Hook0 is an open-source Webhooks-as-a-Service (WaaS) platform built in Rust that enables SaaS developers to offer robust, production-grade webhooks to their users without managing infrastructure. It solves the complexity of webhook delivery—retries, signing, persistence, and subscription management—by providing a unified API and dashboard. Hook0 is designed for developers building B2B SaaS products who need to integrate with third-party systems via webhooks but lack the bandwidth to implement reliability features like exponential backoff, TLS encryption, or event replay.

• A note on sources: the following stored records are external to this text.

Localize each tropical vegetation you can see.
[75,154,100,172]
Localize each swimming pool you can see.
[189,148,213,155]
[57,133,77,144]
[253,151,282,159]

Built with Rust for performance and safety, Hook0 supports PostgreSQL as its database and can be deployed on-premises, via Docker, or on its free hosted Cloud tier. It includes a modern UI for non-technical users, a JSON REST API, SDKs, and an MCP Server for AI assistants. The SSPL license ensures it remains open while preventing cloud providers from reselling it as a managed service.
What You Get
- JSON REST API - A documented, production-ready API for sending events, listing subscriptions, and retrieving delivery logs with full HTTP status codes and payload inspection.
- Fine-grained subscriptions - Users can subscribe to specific event types (e.g., ‘payment.success’, ‘user.created’) and filter by business context like user ID or organization.
- Auto retry with exponential backoff - Hook0 automatically retries failed deliveries with configurable backoff intervals and monitors endpoint health to avoid spamming broken URLs.
- Signed and encrypted payloads - All webhooks are sent over TLS and include a cryptographic signature (HMAC) to verify authenticity and prevent tampering or replay attacks.
- Event and response persistence - Every event sent and every webhook delivery attempt (success or failure) is stored with full payload, headers, and HTTP status for debugging and replay.
- Embeddable subscriber portal - Customers get a branded, no-code dashboard with their own subdomain, logo, and real-time event logs to monitor webhook deliveries without technical knowledge.
- Multi-subscription support - A single subscriber can register multiple webhook endpoints; Hook0 delivers each event to all registered URLs simultaneously.
- Event scoping - Events can be scoped to users, organizations, or administrative levels, enabling multi-tenant SaaS applications to control who receives what events.
- GDPR-compliant data hosting - Hook0 Cloud stores all customer data in Europe, ensuring compliance with data sovereignty regulations and avoiding GAFAM infrastructure.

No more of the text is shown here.